How a Voice Makeover Upped My Zoom Game—and Changed My Life

Somewhere between an unhinged "hum-bayo" and a riotous "hi-yoo," one writer learns what it means to sound like herself

I’ve always squeaked. My voice is high, like baby cartoon high, something that’s been pointed out to me since middle school. Back then, I imagined my distinctive soprano made me seem more feminine, and I leaned into it. It was a voice that suited the times and the expectations—the perfect “girl voice.” Decades later, the times have changed. But my squeak lingers on— forgotten, mostly, save for these last few months of video calls, which have redrawn my scrutiny and resurfaced old insecurities around what premier Hollywood vocal coach Roger Love describes as a pitch that is too dully monotone, too quiet.

Love, by contrast, has a voice like molten honey. Warm and rollicking, it ripples through the Zoom call I’ve set up to try to address the Minnie Mouse situation after all these years. “If I had an airy thin voice that didn’t have any melody, no dynamics to it, people wouldn’t listen to me,” he purrs. Most of us craft a voice to suit a single part of our character, he continues, but it’s never versatile enough to reveal all of who we are. “Here’s you,” he says, launching into a feathery falsetto, and doing a fairly excruciating impersonation. “‘I’ve created this voice that is very good for high tea. Very proper. Classy. Excitable, a little, maybe, but very proper.’” I let that sink in for a moment. “Now, I want you to get louder and edgier,” he commands with the theatricality of a B-movie buccaneer. “Say, ‘I want to fill up the room with me!’” I oblige, and we do this for a while. The crux, he says, is that I sputter along instead of sending my sound out on a consistent stream of breath, a weakness that can be remedied by breathing deeply with my diaphragm. I could transform my voice right here, right now, Love suggests. Then he does the ‘me’ voice for a third time.

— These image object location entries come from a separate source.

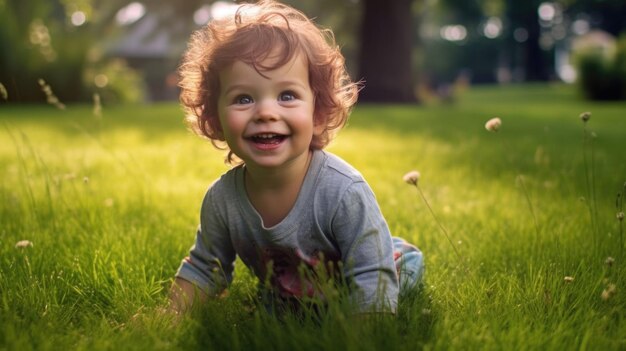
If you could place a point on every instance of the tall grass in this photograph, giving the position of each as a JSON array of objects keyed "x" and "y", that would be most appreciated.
[{"x": 110, "y": 205}]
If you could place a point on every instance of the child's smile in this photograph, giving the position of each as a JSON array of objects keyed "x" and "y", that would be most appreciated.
[{"x": 267, "y": 117}]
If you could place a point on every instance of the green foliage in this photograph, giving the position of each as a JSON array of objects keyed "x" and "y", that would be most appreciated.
[
  {"x": 110, "y": 205},
  {"x": 602, "y": 75},
  {"x": 38, "y": 41}
]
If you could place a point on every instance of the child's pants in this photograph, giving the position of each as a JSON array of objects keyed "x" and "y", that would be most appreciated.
[{"x": 409, "y": 264}]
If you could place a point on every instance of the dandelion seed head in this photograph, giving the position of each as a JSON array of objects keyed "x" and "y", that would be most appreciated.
[
  {"x": 585, "y": 116},
  {"x": 23, "y": 243},
  {"x": 611, "y": 288},
  {"x": 3, "y": 92},
  {"x": 493, "y": 125},
  {"x": 411, "y": 177},
  {"x": 609, "y": 261}
]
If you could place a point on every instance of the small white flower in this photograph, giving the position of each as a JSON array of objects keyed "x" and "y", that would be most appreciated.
[
  {"x": 493, "y": 125},
  {"x": 23, "y": 243},
  {"x": 608, "y": 292},
  {"x": 585, "y": 116},
  {"x": 412, "y": 177}
]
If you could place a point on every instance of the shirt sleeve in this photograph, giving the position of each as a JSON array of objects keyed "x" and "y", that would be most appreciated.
[
  {"x": 210, "y": 263},
  {"x": 366, "y": 249}
]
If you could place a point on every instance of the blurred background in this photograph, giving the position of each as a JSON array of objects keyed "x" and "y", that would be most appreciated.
[{"x": 406, "y": 51}]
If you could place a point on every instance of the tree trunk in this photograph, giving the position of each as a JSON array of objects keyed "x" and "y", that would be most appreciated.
[{"x": 385, "y": 54}]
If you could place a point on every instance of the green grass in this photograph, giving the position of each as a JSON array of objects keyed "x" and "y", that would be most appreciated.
[{"x": 111, "y": 206}]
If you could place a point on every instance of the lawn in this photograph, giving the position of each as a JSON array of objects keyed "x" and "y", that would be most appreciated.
[{"x": 109, "y": 206}]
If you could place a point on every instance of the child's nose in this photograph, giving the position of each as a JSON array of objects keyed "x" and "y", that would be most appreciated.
[{"x": 267, "y": 110}]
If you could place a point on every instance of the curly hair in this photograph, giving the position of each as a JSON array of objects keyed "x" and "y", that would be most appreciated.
[{"x": 250, "y": 36}]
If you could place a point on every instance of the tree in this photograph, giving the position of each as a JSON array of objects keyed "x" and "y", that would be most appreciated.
[{"x": 385, "y": 53}]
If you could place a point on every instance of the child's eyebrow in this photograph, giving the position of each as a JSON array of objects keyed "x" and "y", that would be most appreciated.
[{"x": 287, "y": 82}]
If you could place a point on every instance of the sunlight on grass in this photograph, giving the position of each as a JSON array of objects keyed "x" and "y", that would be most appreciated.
[{"x": 111, "y": 206}]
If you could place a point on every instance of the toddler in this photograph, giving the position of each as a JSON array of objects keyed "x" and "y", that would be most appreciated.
[{"x": 271, "y": 87}]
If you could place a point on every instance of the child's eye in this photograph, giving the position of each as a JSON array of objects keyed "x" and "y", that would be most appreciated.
[
  {"x": 243, "y": 100},
  {"x": 287, "y": 96}
]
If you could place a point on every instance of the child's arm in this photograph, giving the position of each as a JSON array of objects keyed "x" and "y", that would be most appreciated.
[
  {"x": 208, "y": 270},
  {"x": 367, "y": 249}
]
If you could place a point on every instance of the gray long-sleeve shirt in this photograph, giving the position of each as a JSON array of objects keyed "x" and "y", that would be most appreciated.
[{"x": 335, "y": 219}]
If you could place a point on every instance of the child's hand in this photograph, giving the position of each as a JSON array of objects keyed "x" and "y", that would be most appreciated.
[{"x": 183, "y": 296}]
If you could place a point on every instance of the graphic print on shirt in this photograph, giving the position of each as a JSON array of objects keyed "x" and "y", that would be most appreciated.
[{"x": 292, "y": 273}]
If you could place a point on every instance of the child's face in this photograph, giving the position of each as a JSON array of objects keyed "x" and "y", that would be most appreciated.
[{"x": 267, "y": 121}]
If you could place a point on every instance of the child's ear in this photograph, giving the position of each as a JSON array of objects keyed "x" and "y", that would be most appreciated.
[
  {"x": 216, "y": 126},
  {"x": 319, "y": 125}
]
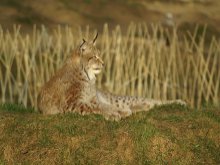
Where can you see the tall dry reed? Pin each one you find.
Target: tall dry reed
(139, 62)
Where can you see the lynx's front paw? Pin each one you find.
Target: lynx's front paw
(114, 116)
(181, 102)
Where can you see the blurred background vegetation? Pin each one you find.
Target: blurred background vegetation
(184, 13)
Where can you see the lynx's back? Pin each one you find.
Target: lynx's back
(73, 89)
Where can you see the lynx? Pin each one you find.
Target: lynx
(73, 89)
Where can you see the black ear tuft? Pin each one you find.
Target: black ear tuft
(95, 38)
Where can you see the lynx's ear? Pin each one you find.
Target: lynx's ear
(94, 40)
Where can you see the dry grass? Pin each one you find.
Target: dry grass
(138, 62)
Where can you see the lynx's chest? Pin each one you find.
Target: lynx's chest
(88, 92)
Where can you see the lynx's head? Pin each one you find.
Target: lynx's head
(89, 58)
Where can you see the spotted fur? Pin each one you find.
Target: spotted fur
(73, 89)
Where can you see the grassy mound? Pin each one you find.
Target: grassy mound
(166, 135)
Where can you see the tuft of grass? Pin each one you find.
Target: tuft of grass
(20, 108)
(171, 134)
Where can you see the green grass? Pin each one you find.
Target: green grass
(171, 134)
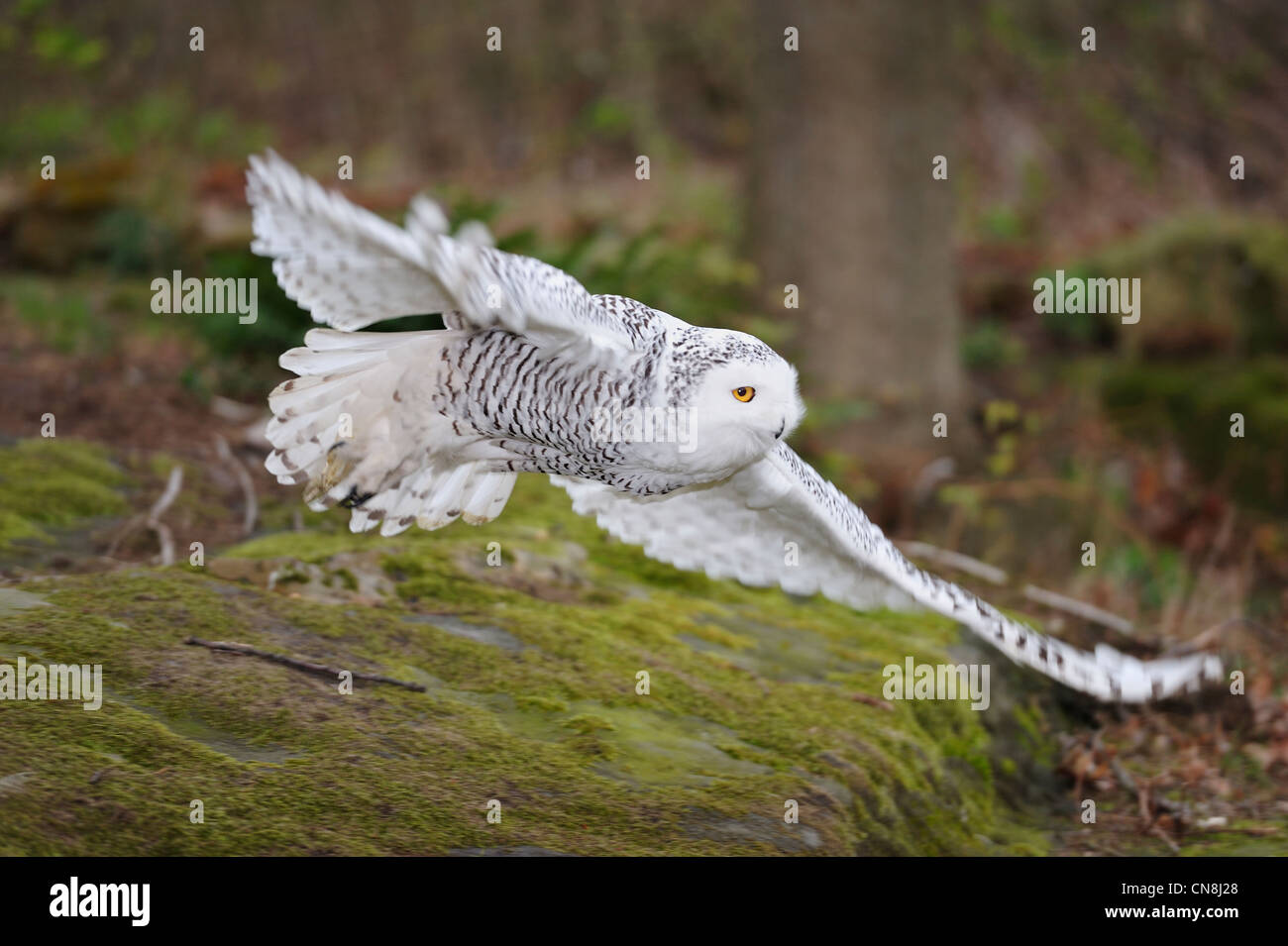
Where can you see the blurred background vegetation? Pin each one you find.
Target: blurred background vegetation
(914, 295)
(768, 167)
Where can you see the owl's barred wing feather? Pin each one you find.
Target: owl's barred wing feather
(739, 529)
(351, 267)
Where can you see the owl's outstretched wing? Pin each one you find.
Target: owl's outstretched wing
(741, 528)
(351, 267)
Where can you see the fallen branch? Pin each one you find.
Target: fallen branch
(1080, 609)
(153, 519)
(244, 480)
(962, 563)
(307, 666)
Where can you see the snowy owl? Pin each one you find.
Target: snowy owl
(673, 437)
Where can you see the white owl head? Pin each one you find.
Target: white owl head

That night, sucking down enough air to distend my belly, I tried out the technique on my husband. “Wearesupposedtospeakontheoutbreath,” I boomed. He gamely gave it a try. “Butwesoundsuperhigh,” he shouted back. The next day, I didn’t speak much at all. I nodded at the kids and sat silently through a strategic video call, meanwhile judging everyone else on the screen. Upper left corner: zero melody. Bottom right: shallow breather. Center square: creaky, low volume.

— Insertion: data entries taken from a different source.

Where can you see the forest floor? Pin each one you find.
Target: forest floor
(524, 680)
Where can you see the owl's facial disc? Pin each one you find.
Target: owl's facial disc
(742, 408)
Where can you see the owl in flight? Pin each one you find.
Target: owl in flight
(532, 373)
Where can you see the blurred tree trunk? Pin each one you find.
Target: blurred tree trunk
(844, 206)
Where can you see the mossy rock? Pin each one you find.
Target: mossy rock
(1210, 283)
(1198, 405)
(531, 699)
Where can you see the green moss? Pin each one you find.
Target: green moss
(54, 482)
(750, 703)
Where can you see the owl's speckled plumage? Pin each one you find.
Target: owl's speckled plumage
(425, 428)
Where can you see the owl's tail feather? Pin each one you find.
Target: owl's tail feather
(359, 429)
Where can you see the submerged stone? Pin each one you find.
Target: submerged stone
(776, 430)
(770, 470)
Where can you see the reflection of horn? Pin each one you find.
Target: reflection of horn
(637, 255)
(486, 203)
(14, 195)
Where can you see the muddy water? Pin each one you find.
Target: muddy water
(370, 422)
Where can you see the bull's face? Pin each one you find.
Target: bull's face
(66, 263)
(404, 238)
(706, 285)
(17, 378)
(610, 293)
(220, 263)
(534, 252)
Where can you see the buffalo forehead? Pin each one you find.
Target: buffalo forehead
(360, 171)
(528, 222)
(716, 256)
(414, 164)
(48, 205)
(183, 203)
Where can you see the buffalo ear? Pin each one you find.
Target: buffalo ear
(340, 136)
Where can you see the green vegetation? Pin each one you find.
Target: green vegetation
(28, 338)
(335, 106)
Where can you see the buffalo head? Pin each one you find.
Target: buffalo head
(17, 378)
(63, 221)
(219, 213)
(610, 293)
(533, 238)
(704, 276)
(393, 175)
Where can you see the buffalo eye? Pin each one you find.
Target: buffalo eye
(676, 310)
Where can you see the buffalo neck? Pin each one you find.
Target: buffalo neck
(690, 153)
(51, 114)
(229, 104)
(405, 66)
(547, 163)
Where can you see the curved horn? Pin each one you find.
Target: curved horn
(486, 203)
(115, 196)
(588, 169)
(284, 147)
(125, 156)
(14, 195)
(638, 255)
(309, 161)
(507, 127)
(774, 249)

To delve a little deeper, I called my friend Meg Chittenden, a somatic voice educator—and the kind of person who sings while wandering the Maine woods, losing track of whether she is sounding, or the forest is sounding through her. She was a little mystified by my pursuit. “My relationship with the voice is definitely not results oriented in that way,” she says warmly. “There is so much delicate coordination in the throat, and it’s an area that stores traumatic experience, first because the voice is restricted by trauma, but the restriction itself also causes trauma.” Women in particular have vocal constriction, she adds, “due to the way our culture responds to the female voice.”